Other prior art addresses this problem by modifying the data in the database itself. One approach is to add noise to numerical values in the database. Another approach is to swap specific fields between users. Yet another approach, called K-anonymity, is to remove the accuracy of data values so that each user in the database looks the same as K-1 other users. These approaches, and their variants, can provide strong anonymity, but often destroy the utility of the data itself.

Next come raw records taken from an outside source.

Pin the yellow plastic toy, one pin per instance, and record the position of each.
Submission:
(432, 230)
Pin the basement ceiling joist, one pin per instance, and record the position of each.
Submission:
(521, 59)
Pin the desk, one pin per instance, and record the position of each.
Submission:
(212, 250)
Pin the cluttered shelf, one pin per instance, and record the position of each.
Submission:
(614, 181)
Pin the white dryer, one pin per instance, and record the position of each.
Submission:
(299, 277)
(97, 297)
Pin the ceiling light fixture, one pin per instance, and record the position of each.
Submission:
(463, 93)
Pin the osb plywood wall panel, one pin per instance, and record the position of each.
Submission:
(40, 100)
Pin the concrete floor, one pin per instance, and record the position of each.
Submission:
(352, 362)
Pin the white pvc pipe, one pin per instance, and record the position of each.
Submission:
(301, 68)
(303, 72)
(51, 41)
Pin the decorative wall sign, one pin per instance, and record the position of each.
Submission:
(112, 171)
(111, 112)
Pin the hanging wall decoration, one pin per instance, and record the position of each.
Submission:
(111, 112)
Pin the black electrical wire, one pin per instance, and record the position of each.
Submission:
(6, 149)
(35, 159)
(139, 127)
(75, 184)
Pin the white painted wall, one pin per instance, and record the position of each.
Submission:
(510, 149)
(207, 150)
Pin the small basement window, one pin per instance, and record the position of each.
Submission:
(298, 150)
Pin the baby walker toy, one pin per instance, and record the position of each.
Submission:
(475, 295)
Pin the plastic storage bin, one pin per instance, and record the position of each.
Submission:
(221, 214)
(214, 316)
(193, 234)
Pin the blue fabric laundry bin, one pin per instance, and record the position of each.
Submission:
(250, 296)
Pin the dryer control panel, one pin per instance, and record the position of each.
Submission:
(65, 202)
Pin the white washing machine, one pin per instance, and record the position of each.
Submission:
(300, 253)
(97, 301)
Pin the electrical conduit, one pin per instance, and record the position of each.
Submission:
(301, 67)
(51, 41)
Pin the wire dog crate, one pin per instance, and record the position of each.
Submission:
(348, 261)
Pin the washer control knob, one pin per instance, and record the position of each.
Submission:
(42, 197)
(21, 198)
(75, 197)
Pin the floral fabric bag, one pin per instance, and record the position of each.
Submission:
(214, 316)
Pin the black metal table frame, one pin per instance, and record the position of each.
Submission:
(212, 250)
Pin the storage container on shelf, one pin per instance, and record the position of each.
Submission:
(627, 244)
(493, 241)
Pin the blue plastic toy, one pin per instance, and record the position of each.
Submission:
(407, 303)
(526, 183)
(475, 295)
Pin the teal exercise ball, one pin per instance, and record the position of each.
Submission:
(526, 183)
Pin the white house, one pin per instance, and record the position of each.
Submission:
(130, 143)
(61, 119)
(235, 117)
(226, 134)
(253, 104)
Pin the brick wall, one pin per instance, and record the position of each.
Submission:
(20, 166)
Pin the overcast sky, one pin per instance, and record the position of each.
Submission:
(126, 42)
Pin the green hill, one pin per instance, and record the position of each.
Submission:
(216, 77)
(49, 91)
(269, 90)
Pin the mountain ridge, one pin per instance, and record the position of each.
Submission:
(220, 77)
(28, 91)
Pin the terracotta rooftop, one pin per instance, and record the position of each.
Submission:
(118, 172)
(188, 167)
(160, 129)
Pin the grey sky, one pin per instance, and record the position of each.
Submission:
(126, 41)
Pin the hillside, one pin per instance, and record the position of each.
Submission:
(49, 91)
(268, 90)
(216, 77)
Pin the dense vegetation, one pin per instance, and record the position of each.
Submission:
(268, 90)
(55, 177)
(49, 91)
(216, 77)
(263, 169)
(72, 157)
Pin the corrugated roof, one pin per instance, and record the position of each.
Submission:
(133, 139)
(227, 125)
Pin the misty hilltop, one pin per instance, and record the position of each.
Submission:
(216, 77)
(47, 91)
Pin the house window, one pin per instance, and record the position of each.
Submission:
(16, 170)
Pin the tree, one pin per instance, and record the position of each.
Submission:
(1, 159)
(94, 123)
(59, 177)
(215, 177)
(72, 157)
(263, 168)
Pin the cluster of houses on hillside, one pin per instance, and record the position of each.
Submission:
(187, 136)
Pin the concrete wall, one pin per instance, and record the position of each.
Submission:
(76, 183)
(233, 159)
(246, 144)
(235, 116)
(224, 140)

Another prior art approach, “differential privacy,” is a method of anonymization whereby answers to queries 10 take the form of user counts 12, and random noise is added 14 to the user counts (see FIG. 1). The phrase “noisy user count” refers to the number that is produced by adding random noise to a user count. In response to a query from an analyst, a database 16 that uses conventional differential privacy will output the noisy user count 18.

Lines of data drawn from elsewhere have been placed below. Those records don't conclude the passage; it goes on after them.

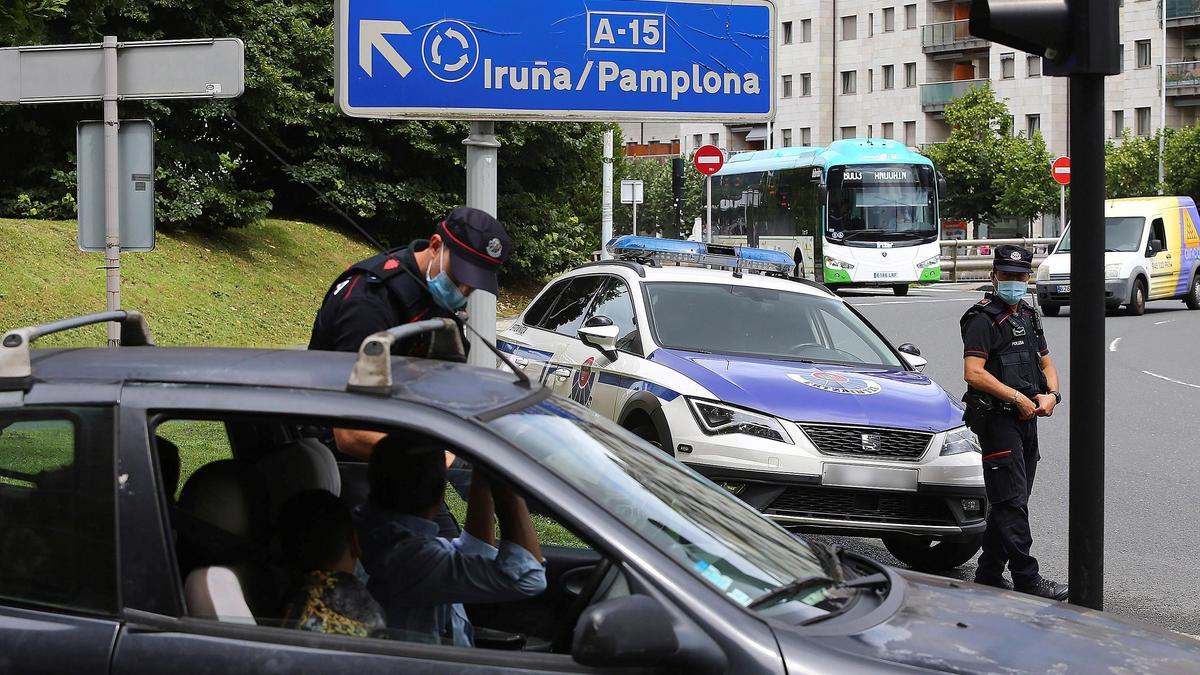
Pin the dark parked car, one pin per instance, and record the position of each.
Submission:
(102, 569)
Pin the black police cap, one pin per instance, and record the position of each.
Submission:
(1013, 258)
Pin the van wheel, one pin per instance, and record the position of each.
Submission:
(1137, 305)
(924, 554)
(1193, 298)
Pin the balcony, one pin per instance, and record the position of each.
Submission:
(951, 37)
(1182, 13)
(935, 95)
(1183, 78)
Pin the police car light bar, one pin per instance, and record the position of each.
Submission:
(697, 252)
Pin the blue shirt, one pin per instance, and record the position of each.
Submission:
(421, 579)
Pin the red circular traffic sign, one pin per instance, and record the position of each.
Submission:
(1061, 171)
(708, 160)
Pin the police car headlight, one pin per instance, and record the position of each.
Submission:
(959, 441)
(719, 418)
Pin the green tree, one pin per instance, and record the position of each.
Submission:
(1131, 167)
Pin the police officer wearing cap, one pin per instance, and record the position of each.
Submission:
(1011, 382)
(427, 279)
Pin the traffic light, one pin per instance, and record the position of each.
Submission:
(1073, 36)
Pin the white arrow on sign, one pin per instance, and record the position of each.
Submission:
(371, 36)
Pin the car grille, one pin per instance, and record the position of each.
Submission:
(852, 506)
(868, 441)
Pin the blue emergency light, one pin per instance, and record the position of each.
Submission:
(699, 252)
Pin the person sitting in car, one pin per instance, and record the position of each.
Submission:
(317, 537)
(423, 579)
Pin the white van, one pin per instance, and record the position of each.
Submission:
(1152, 252)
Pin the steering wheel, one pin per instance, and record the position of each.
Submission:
(581, 602)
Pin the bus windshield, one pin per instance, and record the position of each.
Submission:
(871, 203)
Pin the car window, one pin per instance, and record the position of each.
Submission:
(537, 311)
(57, 511)
(769, 323)
(615, 302)
(568, 312)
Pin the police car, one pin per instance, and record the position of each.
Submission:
(771, 386)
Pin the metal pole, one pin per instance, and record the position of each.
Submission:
(1086, 501)
(1162, 91)
(483, 154)
(606, 197)
(112, 183)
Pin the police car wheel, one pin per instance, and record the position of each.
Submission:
(924, 554)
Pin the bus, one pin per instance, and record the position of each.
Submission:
(859, 211)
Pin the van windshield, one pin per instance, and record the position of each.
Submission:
(1121, 233)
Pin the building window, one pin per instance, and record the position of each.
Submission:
(1143, 121)
(1143, 53)
(850, 27)
(1032, 125)
(1007, 65)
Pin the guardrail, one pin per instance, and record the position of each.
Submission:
(964, 255)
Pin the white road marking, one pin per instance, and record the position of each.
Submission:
(1171, 380)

To give an example of how this works, suppose the query is “How many users are there that are male, are born on Dec. 14, 1957, with zip code 67663, and have a salary between $90,000 and $100,000?” The true user count would be 1 or 0, depending on whether the victim has that salary or not. Suppose that random noise with a normal distribution and standard deviation of 5 is added. Now the answer might well be 6, or −8. The analyst would have no idea whether the victim has that salary or not. On the other hand, suppose that the query is “How many males in zip code 67663 have a salary between $90,000 and $100,000?” If the true user count is 513, the noisy user count might be for instance 510 or 518. As a result, the analyst obtains a reasonably accurate answer. In this way, a differentially private system can provide both privacy and accuracy.

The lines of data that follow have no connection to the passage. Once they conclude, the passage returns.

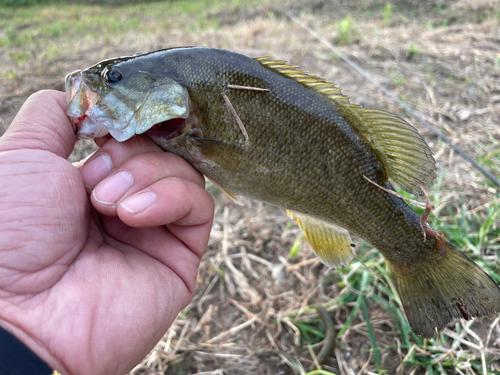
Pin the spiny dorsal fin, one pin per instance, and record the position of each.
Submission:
(332, 244)
(406, 158)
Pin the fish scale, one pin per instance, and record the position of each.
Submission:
(308, 150)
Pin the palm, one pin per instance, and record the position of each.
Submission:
(92, 292)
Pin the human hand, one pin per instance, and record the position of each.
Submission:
(91, 284)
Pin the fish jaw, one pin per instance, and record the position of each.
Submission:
(81, 105)
(96, 110)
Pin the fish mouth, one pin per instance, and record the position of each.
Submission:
(82, 107)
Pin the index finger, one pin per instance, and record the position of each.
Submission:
(41, 124)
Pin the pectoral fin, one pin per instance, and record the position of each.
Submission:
(236, 199)
(332, 244)
(226, 155)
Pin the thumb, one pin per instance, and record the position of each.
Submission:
(41, 124)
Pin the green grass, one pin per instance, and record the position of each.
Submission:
(475, 232)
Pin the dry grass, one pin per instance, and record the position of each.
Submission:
(253, 309)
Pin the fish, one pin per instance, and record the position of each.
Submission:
(268, 130)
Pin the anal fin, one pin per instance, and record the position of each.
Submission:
(332, 244)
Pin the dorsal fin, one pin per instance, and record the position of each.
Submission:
(406, 158)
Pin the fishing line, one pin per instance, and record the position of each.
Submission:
(395, 99)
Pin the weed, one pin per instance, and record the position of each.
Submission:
(412, 50)
(347, 32)
(387, 14)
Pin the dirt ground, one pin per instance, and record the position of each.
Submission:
(442, 58)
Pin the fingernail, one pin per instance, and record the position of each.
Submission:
(96, 171)
(139, 202)
(112, 189)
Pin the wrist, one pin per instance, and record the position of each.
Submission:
(30, 350)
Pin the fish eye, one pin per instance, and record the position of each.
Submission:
(113, 75)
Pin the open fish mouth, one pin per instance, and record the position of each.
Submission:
(81, 108)
(88, 117)
(93, 115)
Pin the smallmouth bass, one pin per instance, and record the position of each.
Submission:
(267, 130)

The problem comes when the analyst is allowed to repeat the query. Assuming the first query, each noisy user count would be taken from a random distribution with an expected value of either 0 or 1. With enough such noisy counts, the analyst could take the average and have high confidence of the true answer. In general, it is not possible to prevent this problem by simply refusing to answer the same query twice. One reason for this is because it may be possible to generate a semantically identical but syntactically different query as a work-around. For instance, another query might be “How many users are there that are male, are born 10 days after Dec. 4, 1957, with zip code 67663, and a salary between $90,000 and $100,000?” This query may identify the very same user, even though it is syntactically a different query.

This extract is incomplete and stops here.